Questions fréquentes sur l'AFEST
Non. Une entreprise peut conduire une AFEST en interne dans le cadre de son plan de développement des compétences, avec ses propres tuteurs. En revanche, dès qu'elle facture cette prestation à des tiers ou qu'elle veut mobiliser certains financements publics ou mutualisés, elle entre dans le champ des prestataires d'actions concourant au développement des compétences : déclaration d'activité auprès de la DREETS, bilan pédagogique et financier, et certification Qualiopi pour les fonds concernés. Beaucoup d'entreprises se font piéger sur ce point en confondant AFEST interne et AFEST financée.
Le tutorat accompagne quelqu'un dans sa prise de poste ; il n'a ni objectif pédagogique formalisé, ni évaluation, ni phase réflexive obligatoire. L'AFEST est une action de formation au sens du Code du travail : elle suppose un parcours structuré vers un objectif professionnel défini, une analyse préalable de l'activité, un formateur désigné, des temps de réflexivité distincts de la production et des évaluations des acquis. Le tuteur peut être le formateur AFEST, mais faire du tutorat ne suffit jamais à qualifier une AFEST.
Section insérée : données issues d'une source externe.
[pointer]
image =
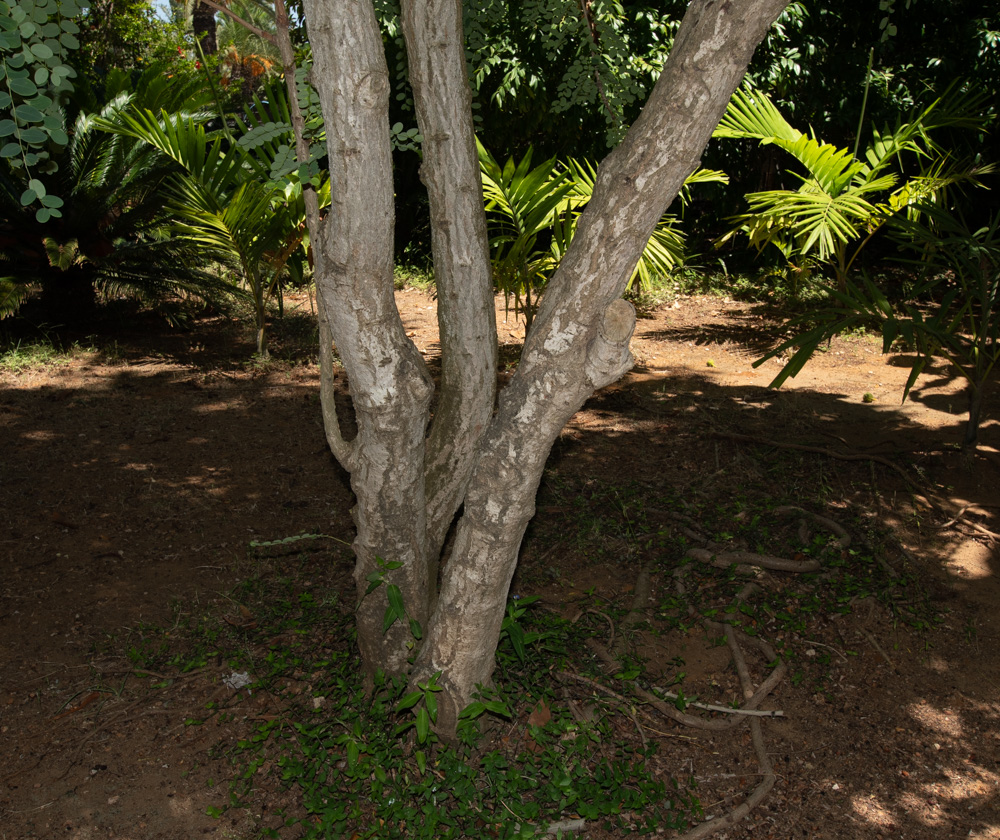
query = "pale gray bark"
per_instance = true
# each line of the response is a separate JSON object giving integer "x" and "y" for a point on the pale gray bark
{"x": 390, "y": 386}
{"x": 408, "y": 492}
{"x": 580, "y": 339}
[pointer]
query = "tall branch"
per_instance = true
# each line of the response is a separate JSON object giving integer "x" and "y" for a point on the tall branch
{"x": 466, "y": 315}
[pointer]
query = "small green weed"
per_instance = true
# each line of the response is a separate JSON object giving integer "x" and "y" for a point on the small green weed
{"x": 414, "y": 277}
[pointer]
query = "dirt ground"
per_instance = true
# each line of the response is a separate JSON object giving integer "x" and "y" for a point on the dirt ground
{"x": 135, "y": 476}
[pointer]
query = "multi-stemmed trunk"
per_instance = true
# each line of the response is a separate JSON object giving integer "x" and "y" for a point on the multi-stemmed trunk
{"x": 411, "y": 472}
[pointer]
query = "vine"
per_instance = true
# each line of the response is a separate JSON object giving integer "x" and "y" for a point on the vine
{"x": 36, "y": 37}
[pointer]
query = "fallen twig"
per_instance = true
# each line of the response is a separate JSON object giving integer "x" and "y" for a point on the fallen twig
{"x": 842, "y": 456}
Ce sont des temps où l'apprenant prend du recul sur ce qu'il vient de faire, avec son formateur : ce qui a fonctionné, ce qui a échoué, pourquoi, qu'est-ce qu'on fait différemment la prochaine fois. Elles doivent être distinctes des mises en situation, donc identifiables dans le planning et hors flux de production. Côté preuve, on attend un support daté et nominatif : compte rendu d'entretien réflexif, grille d'auto-évaluation renseignée, journal d'apprentissage. Un simple relevé d'heures travaillées ne vaut rien en audit.
Pas en tant que telle. Le compte personnel de formation ne finance que des parcours débouchant sur une certification enregistrée au RNCP ou au répertoire spécifique, ou quelques cas particuliers prévus par la loi (permis, bilan de compétences, VAE, création d'entreprise). Une AFEST interne sans visée certifiante n'y est donc pas éligible. Le montage qui fonctionne consiste à intégrer des séquences AFEST dans un parcours certifiant porté par un organisme, l'AFEST devenant une modalité pédagogique du parcours et non l'action financée elle-même.
C'est le vrai coût du dispositif, et il est souvent sous-estimé. Selon les branches et les OPCO, les coûts internes — rémunération du formateur AFEST pendant les séquences, ingénierie du parcours — peuvent être partiellement pris en charge, dans des enveloppes et des plafonds propres à chaque opérateur. La règle est de vérifier auprès de son OPCO avant de lancer le dispositif, pas après : les critères d'éligibilité et les pièces attendues varient sensiblement d'une branche à l'autre.
Trois reviennent en boucle. D'abord l'absence de phases réflexives identifiables, confondues avec le débriefing de production. Ensuite la désignation du formateur postérieure au démarrage, alors que le texte exige qu'elle soit préalable. Enfin l'absence d'analyse documentée de l'activité de travail, remplacée par une fiche de poste générique. À cela s'ajoute un classique : des objectifs pédagogiques rédigés en termes de tâches à exécuter plutôt qu'en compétences à acquérir, ce qui rend l'évaluation des acquis impossible à construire.